Link: https://leetcode.com/problems/minimum-deletions-to-make-character-frequencies-unique/

Solution:

Topics: hash map

Intuition
The basic approach to this problem is understanding that a duplicate frequency must be decremented (or deleted) until we reach a frequency that has not been seen.

For example:

s = aabbccccdddd
freq = {
	a:2,
	b:2,
	c:4,
	d:4
}

We can see that counts of 2 and 4 are repeated once, so they must be reduced. How can they be reduced?

Consider the set of seen frequencies: {2, 4}. Notice that there are two frequencies that are available...1 and 3. 

Optimally, the character 'c' or 'd' can be recuced to 3 and the character 'a' or 'b' can be reduced to 1. Observe that it would be far less optimal to reduce 'c' to 1, as that would result in spurious deletions. 

We should only reduce to zero (full deletion) if there are no available frequencies.

NOTE: The problem states that we can only delete, so while its also possible to make the frequencies unique by incrementing, this operation is forbidden. 

Implementation

def min_deletions(s):
	freq = {}	
	for char in s:
		freq[char] = freq.get(char, 0) + 1
		
	counts = freq.values()
	seen = set()
	res = 0
	for count in counts:
		if count not in seen:
			seen.add(count)
		else:
			while count and count in seen:
				count -= 1
				res += 1
			if count:
				seen.add(count)
	return res
 
#time: o(n)
#memory: o(n)

Visual

Review 1
This problem “got” me again. My mind initially went to sorting be frequency and then iterating backwards and decrementing by one when the next frequency is equal to the current. This does not work. Why?

counts = [2,2,2]
            ^       the next value is also 2, so lets make this 1. 

		 [2,1,2]
		  ^        the next value is 1, so this is fine?
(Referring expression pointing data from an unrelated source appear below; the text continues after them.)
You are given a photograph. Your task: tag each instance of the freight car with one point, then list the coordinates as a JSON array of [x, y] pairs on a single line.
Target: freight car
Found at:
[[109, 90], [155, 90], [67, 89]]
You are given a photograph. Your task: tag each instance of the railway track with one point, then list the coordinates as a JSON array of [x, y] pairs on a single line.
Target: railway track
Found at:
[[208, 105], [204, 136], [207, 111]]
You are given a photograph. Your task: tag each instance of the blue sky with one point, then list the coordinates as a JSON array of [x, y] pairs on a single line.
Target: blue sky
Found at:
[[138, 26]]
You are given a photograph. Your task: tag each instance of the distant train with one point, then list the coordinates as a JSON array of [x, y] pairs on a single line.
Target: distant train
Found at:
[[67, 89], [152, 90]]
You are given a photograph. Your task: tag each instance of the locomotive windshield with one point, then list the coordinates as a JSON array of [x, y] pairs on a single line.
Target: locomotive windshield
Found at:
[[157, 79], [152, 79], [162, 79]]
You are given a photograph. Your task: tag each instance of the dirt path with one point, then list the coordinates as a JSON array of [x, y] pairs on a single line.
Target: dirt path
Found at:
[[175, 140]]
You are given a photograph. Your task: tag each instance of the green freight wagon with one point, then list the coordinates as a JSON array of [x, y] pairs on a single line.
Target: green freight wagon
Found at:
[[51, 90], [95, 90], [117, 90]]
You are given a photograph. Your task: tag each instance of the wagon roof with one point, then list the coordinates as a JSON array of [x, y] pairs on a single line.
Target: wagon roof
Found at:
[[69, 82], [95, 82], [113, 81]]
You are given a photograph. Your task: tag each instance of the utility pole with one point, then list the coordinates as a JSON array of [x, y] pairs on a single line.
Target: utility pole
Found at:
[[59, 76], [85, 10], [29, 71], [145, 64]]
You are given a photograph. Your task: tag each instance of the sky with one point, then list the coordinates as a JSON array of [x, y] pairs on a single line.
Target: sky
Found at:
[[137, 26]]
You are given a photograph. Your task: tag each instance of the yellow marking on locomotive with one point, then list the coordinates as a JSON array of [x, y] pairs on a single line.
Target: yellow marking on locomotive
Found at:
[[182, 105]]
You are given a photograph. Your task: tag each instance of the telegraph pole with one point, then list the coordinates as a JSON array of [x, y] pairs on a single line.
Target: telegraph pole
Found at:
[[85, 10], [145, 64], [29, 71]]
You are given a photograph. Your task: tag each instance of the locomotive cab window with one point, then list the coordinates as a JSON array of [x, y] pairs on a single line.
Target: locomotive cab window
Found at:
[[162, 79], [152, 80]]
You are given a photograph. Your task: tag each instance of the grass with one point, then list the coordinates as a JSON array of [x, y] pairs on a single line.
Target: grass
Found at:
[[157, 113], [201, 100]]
No, because we have just spoiled our sorted order! There are still duplicates in the string! If we wanted to do it this way, we could use a strictly decreasing monotonic stack!

Implementation (stack)

res = 0
freq = {}
for char in s:
	freq[char] = freq.get(char, 0) + 1
 
counts = sorted(freq.values())
stack = [counts.pop()]
 
while counts:
	curr = counts.pop()
	while curr and curr >= stack[-1]:
		res += 1
		curr -= 1
	stack.append(curr)
 
return res

Or we just keep a used_freq set and decrement as needed. This is the same implementation as in my first note but this one is cleaner:

Implementation (set)

res = 0
freq = {}
for char in s:
	freq[char] = freq.get(char, 0) + 1
	
used = set()
for count in freq.values()
	while count and count in used:
		count -= 1
		res += 1
	used.add(count)
	
return res

Review 1
Interesting problem! My analysis above is partially wrong! You actually can just sort the frequencies and iterate backwards while incrementing the result if count[i] == count[i+1] and then set count[i] = count[i+1]-1! The important edge is if count[i] > count[i+1]. How can this happen if you sorted counts?

s = abc
counts = [1, 1, 1]

after setting counts[1] to 0 we get:

counts = [1, 0, 1]

So in the case that counts[i] > counts[i+1] we must add the entire value of counts[i] to the result and set counts[i] = counts[i+1]-1…in the case that counts[i+1] = 0, we add the entire value of counts[i] to the result and set it to 0!

Of course the hash map solution is more clever and more efficient, but this was not the first thing that came to mind. Pretty hard!

review
hard